The Works just killed its online channel. And the numbers say it probably should have done it sooner. The works is a toy, art and craft retailer, a tough category and a very seasonally focused one too.

I am Jack’s Smirking Revenge. Rick, we are on the same cycle. Can you name the character Ed Norton played in Fight Club? Me neither. Picture this. You’re on a plane, sitting next to a guy who works in claims assessment for a major automotive manufacturer. Quiet guy. Seems pleasant enough. Then he opens his laptop.

He pulls up a spreadsheet. Starts explaining his job.

“A car’s fuel tank spontaneously ignites on rear-end impact.

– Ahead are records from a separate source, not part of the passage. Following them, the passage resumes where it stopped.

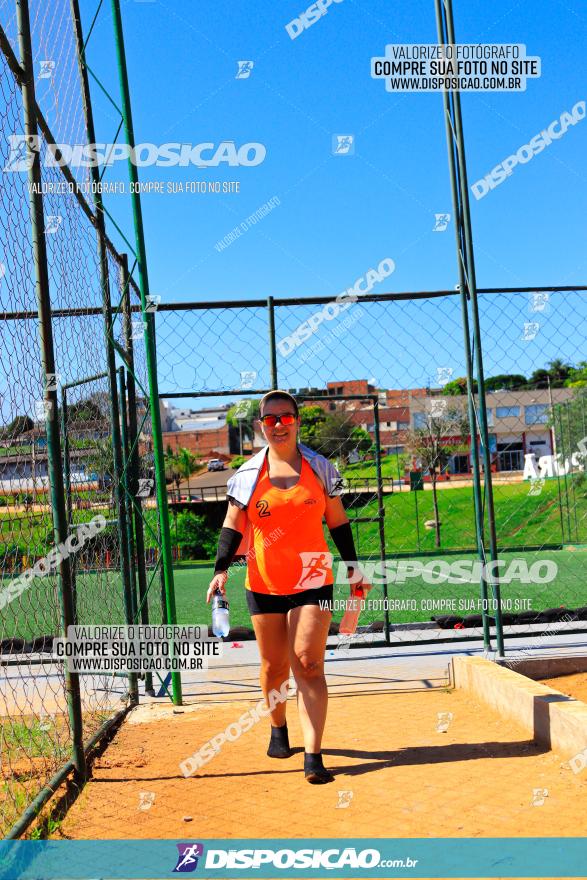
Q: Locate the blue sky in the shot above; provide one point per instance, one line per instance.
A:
(340, 215)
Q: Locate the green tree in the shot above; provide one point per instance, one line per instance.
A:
(242, 416)
(100, 461)
(430, 445)
(186, 463)
(17, 426)
(173, 471)
(458, 387)
(338, 437)
(577, 376)
(506, 382)
(312, 419)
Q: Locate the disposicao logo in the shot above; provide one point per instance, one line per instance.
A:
(187, 860)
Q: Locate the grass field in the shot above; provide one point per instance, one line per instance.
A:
(523, 521)
(100, 595)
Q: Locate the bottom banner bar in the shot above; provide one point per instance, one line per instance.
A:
(373, 857)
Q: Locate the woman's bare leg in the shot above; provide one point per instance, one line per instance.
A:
(271, 633)
(307, 633)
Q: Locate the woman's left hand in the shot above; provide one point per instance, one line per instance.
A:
(359, 581)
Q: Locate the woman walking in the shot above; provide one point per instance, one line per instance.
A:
(282, 494)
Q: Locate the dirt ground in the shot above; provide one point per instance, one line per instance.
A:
(571, 685)
(397, 773)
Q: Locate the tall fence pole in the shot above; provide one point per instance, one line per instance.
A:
(272, 348)
(381, 515)
(166, 556)
(133, 439)
(42, 290)
(117, 454)
(468, 284)
(132, 613)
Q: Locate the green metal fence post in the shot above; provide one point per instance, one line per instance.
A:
(125, 549)
(166, 556)
(66, 455)
(42, 290)
(67, 487)
(381, 513)
(272, 348)
(468, 287)
(137, 506)
(126, 483)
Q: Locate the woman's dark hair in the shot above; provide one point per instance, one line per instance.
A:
(278, 395)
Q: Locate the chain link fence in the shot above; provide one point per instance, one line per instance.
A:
(75, 438)
(406, 352)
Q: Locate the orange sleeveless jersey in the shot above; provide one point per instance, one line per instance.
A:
(288, 550)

We need to run the numbers. Is it cheaper to recall the cars, or just pay the settlements when people burn?”

That’s Ed Norton in Fight Club. That’s the whole moral architecture of the movie, delivered in a middle seat over a bag of peanuts.

And that’s essentially what The Works just did with its ecommerce operation. Except they ran the numbers and for once, withdrawal won. I wonder what would happen if everyone did this.

THE NUMBERS JUST HURT

Let’s do the claims assessment. According to Retail Gazette, since launching ecommerce back in 2012, The Works has seen more than 90% of its sales come from physical stores over 500 of them across the UK and Ireland with online remaining a marginal contributor despite more than a decade of investment. A decade. Of investment. For single-digit share. Worth getting outta bed in the morning.

In FY25 (year to May 2025), The Works posted a 58% jump in adjusted EBITDA to £9.5m but online sales dropped 12.1%, impacted by capacity constraints at its third-party fulfilment provider. Total revenue fell 2% to £277m.

Go back a year to H1 FY25, and online sales had already declined 14.7%, which the company attributed to a “planned reduction in promotional activity” plus operational difficulties at a third-party fulfilment centre. Planned. They were already pulling back.

The online channel wasn’t shrinking due to neglect. It was being strategically deprioritised because the numbers made the case. The decision to exit followed a review of the channel’s long-term viability, with ongoing operational challenges across two third-party fulfilment partners cited alongside what the business described as a relatively small and loss-making revenue contribution.

Now for the forward-looking actuary math: FY27 EBITDA expectations have been upgraded from £12.7m to £15m, with the group targeting medium-term EBITDA of at least £22.5m by 2030 specifically following the removal of ecommerce losses.